2 Samuel 12:8 MEANING

2 Samuel 12:8
(8) Thy master's wives.--In 2 Samuel 12:7-8 the prophet enumerates the chief favours and blessings shown to David, and these are so brought out as to show not only his base ingratitude, but also the unreasonableness of this particular sin. We are told of only one wife of Saul (1 Samuel 14:50) and of one concubine (2 Samuel 3:7) who was taken by Abner. If he had others, David certainly could not have taken them until more than seven and a half years after Saul's death. The prophet refers to the Oriental custom that the new king had a right to the harem of his predecessor.
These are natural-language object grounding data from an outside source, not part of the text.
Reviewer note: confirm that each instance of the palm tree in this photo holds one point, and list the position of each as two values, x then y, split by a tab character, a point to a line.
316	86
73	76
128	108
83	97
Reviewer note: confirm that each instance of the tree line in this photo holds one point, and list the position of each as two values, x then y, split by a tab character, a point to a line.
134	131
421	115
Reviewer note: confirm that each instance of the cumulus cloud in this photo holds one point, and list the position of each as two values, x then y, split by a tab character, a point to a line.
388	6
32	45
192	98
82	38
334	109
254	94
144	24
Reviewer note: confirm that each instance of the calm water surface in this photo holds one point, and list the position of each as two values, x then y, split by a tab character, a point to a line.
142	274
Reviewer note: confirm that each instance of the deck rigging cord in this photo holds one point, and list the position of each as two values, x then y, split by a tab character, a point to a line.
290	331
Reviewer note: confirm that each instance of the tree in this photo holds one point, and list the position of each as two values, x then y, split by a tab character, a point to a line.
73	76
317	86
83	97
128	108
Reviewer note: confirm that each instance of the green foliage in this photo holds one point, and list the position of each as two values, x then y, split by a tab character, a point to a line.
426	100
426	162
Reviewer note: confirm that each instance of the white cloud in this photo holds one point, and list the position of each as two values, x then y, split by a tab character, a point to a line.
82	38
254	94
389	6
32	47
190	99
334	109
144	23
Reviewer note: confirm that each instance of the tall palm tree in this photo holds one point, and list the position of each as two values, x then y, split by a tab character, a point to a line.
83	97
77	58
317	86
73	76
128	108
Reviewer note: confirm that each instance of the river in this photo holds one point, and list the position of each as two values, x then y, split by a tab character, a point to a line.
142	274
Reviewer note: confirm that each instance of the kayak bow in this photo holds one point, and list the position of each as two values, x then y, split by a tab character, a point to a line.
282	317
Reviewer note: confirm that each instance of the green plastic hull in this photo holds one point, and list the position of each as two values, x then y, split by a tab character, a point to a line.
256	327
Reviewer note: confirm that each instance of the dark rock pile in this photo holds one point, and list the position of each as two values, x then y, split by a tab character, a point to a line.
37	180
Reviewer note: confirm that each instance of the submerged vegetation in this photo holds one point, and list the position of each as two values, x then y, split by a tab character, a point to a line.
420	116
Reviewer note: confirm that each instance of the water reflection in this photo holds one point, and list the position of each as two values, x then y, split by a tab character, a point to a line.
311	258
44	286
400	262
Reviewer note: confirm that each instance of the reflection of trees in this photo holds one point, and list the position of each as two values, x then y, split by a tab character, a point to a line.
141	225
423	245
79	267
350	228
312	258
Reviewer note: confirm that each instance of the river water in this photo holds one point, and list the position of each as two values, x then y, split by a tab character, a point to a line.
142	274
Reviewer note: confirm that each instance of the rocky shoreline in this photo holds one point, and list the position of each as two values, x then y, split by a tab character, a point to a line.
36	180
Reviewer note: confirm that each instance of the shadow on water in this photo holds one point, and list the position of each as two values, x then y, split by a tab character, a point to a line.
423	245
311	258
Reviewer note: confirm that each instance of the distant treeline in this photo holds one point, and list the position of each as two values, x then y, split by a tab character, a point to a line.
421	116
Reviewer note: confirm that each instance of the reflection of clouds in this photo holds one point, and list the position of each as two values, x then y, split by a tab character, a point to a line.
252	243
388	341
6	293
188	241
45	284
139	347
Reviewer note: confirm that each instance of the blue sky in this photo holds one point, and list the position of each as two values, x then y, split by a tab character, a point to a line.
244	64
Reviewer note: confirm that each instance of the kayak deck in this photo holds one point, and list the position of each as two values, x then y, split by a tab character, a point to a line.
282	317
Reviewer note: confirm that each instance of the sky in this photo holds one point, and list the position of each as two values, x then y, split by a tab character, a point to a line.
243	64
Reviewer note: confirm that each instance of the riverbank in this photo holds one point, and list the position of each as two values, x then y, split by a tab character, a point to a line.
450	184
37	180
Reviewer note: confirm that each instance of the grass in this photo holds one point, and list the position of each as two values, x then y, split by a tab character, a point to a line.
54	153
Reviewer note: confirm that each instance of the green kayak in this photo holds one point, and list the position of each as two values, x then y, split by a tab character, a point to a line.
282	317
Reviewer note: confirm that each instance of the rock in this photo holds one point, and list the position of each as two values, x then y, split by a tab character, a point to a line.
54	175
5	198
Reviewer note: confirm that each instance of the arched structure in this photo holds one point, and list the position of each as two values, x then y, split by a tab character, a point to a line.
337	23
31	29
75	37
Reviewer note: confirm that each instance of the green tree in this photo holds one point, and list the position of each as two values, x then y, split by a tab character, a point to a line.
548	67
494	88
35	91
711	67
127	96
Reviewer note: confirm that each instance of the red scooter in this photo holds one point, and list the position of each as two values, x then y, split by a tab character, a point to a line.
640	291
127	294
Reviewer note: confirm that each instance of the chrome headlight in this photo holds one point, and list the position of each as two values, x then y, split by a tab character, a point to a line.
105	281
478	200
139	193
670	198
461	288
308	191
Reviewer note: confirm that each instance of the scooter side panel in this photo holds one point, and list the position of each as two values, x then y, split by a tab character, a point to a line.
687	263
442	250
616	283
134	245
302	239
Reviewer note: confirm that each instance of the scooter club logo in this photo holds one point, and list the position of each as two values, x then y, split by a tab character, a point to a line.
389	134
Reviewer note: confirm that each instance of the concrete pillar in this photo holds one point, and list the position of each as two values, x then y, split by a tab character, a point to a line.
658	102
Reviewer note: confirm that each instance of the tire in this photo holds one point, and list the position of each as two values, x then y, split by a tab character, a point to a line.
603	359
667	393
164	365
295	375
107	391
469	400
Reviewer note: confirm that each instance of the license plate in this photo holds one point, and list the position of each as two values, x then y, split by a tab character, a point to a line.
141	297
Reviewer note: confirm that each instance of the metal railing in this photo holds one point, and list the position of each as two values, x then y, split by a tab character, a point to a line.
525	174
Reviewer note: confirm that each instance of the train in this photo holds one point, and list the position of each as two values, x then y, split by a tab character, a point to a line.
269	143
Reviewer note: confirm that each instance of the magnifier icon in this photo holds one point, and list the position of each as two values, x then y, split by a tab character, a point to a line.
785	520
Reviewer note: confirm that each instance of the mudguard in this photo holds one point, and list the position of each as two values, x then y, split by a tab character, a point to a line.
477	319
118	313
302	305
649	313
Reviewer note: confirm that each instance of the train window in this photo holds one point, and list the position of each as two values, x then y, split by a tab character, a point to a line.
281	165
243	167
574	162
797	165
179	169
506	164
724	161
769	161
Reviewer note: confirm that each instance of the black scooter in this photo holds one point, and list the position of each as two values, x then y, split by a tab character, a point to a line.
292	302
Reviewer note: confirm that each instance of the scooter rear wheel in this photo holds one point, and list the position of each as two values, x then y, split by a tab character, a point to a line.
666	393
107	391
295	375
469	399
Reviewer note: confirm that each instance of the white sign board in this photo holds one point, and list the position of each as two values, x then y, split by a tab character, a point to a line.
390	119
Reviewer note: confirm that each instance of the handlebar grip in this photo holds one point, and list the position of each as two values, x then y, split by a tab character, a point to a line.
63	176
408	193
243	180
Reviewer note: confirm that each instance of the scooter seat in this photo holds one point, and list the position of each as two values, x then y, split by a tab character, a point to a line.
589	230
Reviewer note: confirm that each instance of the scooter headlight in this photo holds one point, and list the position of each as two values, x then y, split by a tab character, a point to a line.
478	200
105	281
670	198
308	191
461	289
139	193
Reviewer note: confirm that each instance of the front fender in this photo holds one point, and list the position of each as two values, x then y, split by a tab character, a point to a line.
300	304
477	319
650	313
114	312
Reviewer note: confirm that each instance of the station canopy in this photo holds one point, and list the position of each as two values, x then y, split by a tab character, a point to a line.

Verse 8. - I gave... thy master's wives into thy bosom. These words probably mean that, as the whole possessions of his predecessor belonged, by Oriental custom, to the next occupant of the throne, David might have claimed the entire household and the wives both of Saul and Ishbosbeth as his own, though apparently he had not done so. As far as we know, Saul had but one wife (1 Samuel 14:50) and one concubine, Rizpah (2 Samuel 3:7). Of Ishbosheth's family arrangements we know little, but his harem, if he had one, would become the property of David. But independently of this, the permission of polygamy had made it possible for him to take any of the daughters of Israel and Judah to wife, and he had freely availed himself of this licence. Yet, not content, he had lusted after a married woman, and had got rid of her husband by murder, meanly using the sword of the Ammonites to accomplish his own criminal purpose. The word used in this clause, and rendered "thou hast slain him," is a very strong one, and literally means "thou hast murdered him," though the sword was that of the enemy.

12:1-14 God will not suffer his people to lie still in sin. By this parable Nathan drew from David a sentence against himself. Great need there is of prudence in giving reproofs. In his application, he was faithful. He says in plain terms, Thou art the man. God shows how much he hates sin, even in his own people; and wherever he finds it, he will not let it go unpunished. David says not a word to excuse himself or make light of his sin, but freely owns it. When David said, I have sinned, and Nathan perceived that he was a true penitent, he assured him his sin was forgiven. Thou shalt not die: that is, not die eternally, nor be for ever put away from God, as thou wouldest have been, if thou hadst not put away the sin. Though thou shalt all thy days be chastened of the Lord, yet thou shalt not be condemned with the world. There is this great evil in the sins of those who profess religion and relation to God, that they furnish the enemies of God and religion with matter for reproach and blasphemy. And it appears from David's case, that even where pardon is obtained, the Lord will visit the transgression of his people with the rod, and their iniquity with stripes. For one momentary gratification of a vile lust, David had to endure many days and years of extreme distress.And I gave thee thy master's house,.... Not his palace at Gibeah, but rather his family, his wives, servants, wealth, and riches, all being confiscated through the rebellion of Ishbosheth; or rather his kingdom he succeeded him in:

and thy master's wives into thy bosom; though we read of no more than one that belonged to Saul, if he is meant by his master, excepting Rizpah his concubine, nor ever of David taking them into his bosom and bed; wherefore this can be understood only of his having them at his disposal, to give them to whom he pleased; the word may be rendered his "women", as well as his "wives", and may design his daughters, Merab and Michal, who were both given to David, though taken again and given to others: the Jews say, that Eglah, David's sixth wife, was the wife of Saul; see Gill on 2 Samuel 3:5,

and gave thee the house of Israel and of Judah; the kingdom of both; gave him to be king over all the tribes of Israel:

and if that had been too little; either his wives too few, as the Jews interpret it, or his kingdom too small:

I would moreover have given unto thee such and such things; more and greater favours; and indeed such he had promised him, as a firm or stable house or kingdom, and that the Messiah should spring from him.